A fixed-term assured tenancy (i.e. non-shorthold) will continue after its expiry date, and the landlord can only bring it to an end on certain grounds. Most tenancies in the private rented sector start life as fixed-term assured shorthold tenancies. When the fixed term of an assured shorthold tenancy ends the landlord has the following options if they want the tenancy to continue:
to agree a replacement fixed-term shorthold tenancy with the tenant
to agree to a replacement assured shorthold tenancy on a periodic basis called a contractual periodic tenancy or to do nothing and allow the assured shorthold tenancy to run on with the same terms, under a statutory periodic tenancy.
5.2.1 Agreeing A Replacement
This is not something that the landlord has to do but a replacement fixed-term assured shorthold tenancy is advantageous for landlords who want to know that the tenant’s obligations are going to continue for at least the duration of the replacement tenancy.
Check whether the tenancy deposit protection scheme being used requires re-registration of the deposit if the tenancy is renewed, because the scheme requirements vary and a further fee may be payable.
5.2.2 Agreeing A Contractual Periodic AST
This is not compulsory either but sometimes a tenancy agreement will contain a clause providing that the tenancy will not end at the end of the fixed term but will instead continue as a contractual periodic tenancy.

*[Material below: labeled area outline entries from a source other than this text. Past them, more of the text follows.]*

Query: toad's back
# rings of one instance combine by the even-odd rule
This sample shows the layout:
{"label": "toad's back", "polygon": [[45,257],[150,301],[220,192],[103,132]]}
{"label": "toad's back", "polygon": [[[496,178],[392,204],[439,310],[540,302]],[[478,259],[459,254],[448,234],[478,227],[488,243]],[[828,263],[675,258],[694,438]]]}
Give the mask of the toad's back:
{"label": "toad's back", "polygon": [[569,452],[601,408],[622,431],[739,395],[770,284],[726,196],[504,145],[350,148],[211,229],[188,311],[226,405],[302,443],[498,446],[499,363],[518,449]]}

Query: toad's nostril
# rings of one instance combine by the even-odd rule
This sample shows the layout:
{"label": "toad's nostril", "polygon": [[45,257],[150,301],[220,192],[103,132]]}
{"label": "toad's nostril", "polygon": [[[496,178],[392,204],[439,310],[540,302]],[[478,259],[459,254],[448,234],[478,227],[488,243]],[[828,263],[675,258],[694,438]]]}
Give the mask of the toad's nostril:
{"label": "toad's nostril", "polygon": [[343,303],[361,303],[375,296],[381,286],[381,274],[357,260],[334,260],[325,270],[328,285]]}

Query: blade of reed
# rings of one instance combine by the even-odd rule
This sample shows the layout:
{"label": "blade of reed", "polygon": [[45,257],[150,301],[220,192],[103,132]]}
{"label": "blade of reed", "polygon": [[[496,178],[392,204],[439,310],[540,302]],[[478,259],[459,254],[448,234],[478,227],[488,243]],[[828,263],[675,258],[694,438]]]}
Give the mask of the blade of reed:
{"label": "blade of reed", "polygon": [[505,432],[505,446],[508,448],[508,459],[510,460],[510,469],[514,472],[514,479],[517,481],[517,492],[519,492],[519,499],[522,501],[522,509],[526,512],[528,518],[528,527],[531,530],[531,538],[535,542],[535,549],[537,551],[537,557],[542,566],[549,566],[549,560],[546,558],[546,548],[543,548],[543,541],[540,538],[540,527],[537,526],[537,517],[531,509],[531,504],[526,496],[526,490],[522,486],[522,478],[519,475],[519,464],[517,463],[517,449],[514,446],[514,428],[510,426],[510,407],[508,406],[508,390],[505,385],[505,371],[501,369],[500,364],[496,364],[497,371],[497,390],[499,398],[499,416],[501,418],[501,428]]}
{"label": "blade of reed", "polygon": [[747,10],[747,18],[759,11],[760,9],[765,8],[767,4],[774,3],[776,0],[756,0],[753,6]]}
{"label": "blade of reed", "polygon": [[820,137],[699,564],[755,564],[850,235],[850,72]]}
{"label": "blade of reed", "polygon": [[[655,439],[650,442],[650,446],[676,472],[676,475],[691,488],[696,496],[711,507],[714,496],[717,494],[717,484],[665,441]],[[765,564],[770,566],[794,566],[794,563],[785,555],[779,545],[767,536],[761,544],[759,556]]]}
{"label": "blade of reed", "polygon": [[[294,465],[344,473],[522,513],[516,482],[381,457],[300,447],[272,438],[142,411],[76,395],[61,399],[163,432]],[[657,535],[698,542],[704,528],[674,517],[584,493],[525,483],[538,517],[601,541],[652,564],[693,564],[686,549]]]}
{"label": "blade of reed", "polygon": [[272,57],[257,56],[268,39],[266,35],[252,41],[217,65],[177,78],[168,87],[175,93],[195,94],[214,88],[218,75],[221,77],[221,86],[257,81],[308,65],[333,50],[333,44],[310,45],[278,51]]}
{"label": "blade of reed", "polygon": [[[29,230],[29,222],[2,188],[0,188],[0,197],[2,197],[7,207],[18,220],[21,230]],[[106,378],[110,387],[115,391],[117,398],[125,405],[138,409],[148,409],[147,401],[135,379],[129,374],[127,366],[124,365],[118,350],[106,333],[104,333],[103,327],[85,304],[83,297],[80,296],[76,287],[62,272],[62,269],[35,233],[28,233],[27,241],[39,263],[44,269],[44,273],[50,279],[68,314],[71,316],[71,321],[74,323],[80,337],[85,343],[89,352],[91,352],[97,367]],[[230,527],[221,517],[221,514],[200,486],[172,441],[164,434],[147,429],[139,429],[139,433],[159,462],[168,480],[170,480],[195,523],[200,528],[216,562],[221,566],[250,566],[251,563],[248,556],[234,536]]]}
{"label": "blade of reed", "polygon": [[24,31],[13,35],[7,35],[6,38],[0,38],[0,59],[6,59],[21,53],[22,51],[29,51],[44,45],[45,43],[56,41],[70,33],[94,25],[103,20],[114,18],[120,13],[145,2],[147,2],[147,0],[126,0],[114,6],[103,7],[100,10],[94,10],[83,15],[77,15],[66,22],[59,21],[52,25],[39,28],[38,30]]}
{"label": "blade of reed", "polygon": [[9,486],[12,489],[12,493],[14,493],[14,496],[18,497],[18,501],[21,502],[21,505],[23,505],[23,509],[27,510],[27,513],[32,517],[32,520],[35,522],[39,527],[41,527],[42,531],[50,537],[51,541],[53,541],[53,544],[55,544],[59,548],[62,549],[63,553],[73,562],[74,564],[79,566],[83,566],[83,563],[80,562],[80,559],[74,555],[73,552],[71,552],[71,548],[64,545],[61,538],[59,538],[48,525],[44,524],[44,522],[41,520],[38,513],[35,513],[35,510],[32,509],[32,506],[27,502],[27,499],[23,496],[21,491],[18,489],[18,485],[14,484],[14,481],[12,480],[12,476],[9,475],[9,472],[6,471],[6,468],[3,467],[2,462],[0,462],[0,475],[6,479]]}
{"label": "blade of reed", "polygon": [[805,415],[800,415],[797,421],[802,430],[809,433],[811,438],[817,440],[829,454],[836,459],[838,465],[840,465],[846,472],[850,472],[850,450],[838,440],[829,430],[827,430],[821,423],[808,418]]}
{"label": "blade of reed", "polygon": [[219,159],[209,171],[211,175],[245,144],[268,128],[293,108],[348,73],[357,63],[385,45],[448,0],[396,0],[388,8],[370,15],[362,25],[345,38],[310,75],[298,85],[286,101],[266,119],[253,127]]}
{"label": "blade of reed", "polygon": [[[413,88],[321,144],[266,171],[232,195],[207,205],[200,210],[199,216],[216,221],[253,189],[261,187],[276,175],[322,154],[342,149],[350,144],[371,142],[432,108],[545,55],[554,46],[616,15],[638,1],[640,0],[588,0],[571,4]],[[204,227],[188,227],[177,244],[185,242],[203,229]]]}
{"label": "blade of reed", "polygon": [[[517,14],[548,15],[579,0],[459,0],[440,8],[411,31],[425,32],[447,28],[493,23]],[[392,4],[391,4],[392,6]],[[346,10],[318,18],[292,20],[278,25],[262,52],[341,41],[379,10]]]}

Again, check whether the chosen tenancy deposit protection scheme requires re-registration of the deposit.
Where such a clause exists, the tenancy will be counted as a single tenancy ‘continuing’ from the original fixed term.
5.2.3 Statutory Periodic Tenancy
If the landlord does nothing, there are no provisions in the tenancy for what happens at the end and the tenant stays on in the property, the tenancy will automatically run on from one rent period to the next on the same terms as the preceding fixed-term assured shorthold tenancy. This is called a statutory periodic tenancy. The tenancy will continue to run on this basis until a new fixed-term or periodic tenancy is agreed or the tenant leaves or the court awards the landlord possession. The terms of the existing tenancy agreement remain in force; a notice to gain possession of the premises can be served at any time. The period of notice is linked to the period for which rent was last payable under the tenancy. Take advice if there are doubts about which notice to serve.
A statutory periodic tenancy is a brand new tenancy comparable to a written renewal.